More information on Net Zero: https://www.iea.org/reports/net-zero-by-2050 + The number of countries announcing pledges to achieve net zero emissions over the coming decades continues to grow. But the pledges by governments to date – even if fully achieved – fall well short of what is required to bring global energy-related carbon dioxide emissions to net zero by 2050 and give the world an even chance of limiting the global temperature rise to 1.5 °C. This special report is the world’s first comprehensive study of how to transition to a net zero energy system by 2050 while ensuring stable and affordable energy supplies, providing universal energy access, and enabling robust economic growth. It sets out a cost-effective and economically productive pathway, resulting in a clean, dynamic and resilient energy economy dominated by renewables like solar and wind instead of fossil fuels. The report also examines key uncertainties, such as the roles of bioenergy, carbon capture and behavioral changes in reaching net zero.

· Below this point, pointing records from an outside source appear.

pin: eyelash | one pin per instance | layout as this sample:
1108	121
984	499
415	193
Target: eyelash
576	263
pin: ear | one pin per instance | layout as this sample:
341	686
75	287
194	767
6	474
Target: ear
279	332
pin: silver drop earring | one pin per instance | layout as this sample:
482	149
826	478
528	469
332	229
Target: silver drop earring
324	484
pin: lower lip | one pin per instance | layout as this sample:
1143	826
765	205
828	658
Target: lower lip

More information on Dr. Fatih Birol (Executive Director, International Energy Agency): https://www.iea.org/contributors/dr-fatih-birol + https://www.linkedin.com/in/fatih-birol/ 

More information on Laura Cozzi (Director of Sustainability, Technology and Outlooks, International Energy Agency): https://www.iea.org/contributors/laura-cozzi + https://www.linkedin.com/in/laura-cozzi-b427061/ 

More information on Timur Gül (Chief Energy Technology Officer, International Energy Agency): https://www.iea.org/contributors/timur-gul + https://www.linkedin.com/in/timur-g%C3%BCl-5a34953b/ 

 

 

 

EMR Additional Notes:

  • Global Warming: Global warming is the long-term heating of Earth’s climate system observed since the pre-industrial period (between 1850 and 1900) due to human activities, primarily fossil fuel burning, which increases heat-trapping greenhouse gas levels in Earth’s atmosphere.
  • Global Warming potential (GWP): 
    • The heat absorbed by any greenhouse gas in the atmosphere, as a multiple of the heat that would be absorbed by the same mass of carbon dioxide(CO2). GWP is 1 for CO2. For other gases it depends on the gas and the time frame.
    • Carbon dioxide equivalent (CO2e or CO2eq or CO2-e) is calculated from GWP. For any gas, it is the mass of CO2 which would warm the earth as much as the mass of that gas. Thus it provides a common scale for measuring the climate effects of different gases. It is calculated as GWP times mass of the other gas. For example, if a gas has GWP of 100, two tonnes of the gas have CO2e of 200 tonnes.
    • GWP was developed to allow comparisons of the global warming impacts of different gases.
  • Greenhouse Gas (GHG):
    • A greenhouse gas is any gaseous compound in the atmosphere that is capable of absorbing infrared radiation, thereby trapping and holding heat in the atmosphere. By increasing the heat in the atmosphere, greenhouse gases are responsible for the greenhouse effect, which ultimately leads to global warming.
    • The main gases responsible for the greenhouse effect include carbon dioxide, methane, nitrous oxide, and water vapor (which all occur naturally), and fluorinated gases (which are synthetic).
  • Hydrofluorocarbons (HFC):
    • Hydrofluorocarbons (HFCs) are a group of industrial chemicals primarily used for cooling and refrigeration. HFCs were developed to replace stratospheric ozone-depleting substances that are currently being phased out under the Montreal Protocol on Substances that Deplete the Ozone Layer.
    • Many HFCs are very powerful greenhouse gases and a substantial number are short-lived climate pollutants with a lifetime of between 15 and 29 years in the atmosphere.

 

  • Carbon Dioxide (CO2):
    • Primary greenhouse gas emitted through human activities. Carbon dioxide enters the atmosphere through burning fossil fuels (coal, natural gas, and oil), solid waste, trees and other biological materials, and also as a result of certain chemical reactions (e.g., manufacture of cement). Carbon dioxide is removed from the atmosphere (or “sequestered”) when it is absorbed by plants as part of the biological carbon cycle.
  • Decarbonization:
    • Reduction of carbon dioxide emissions through the use of low carbon power sources, achieving a lower output of greenhouse gasses into the atmosphere.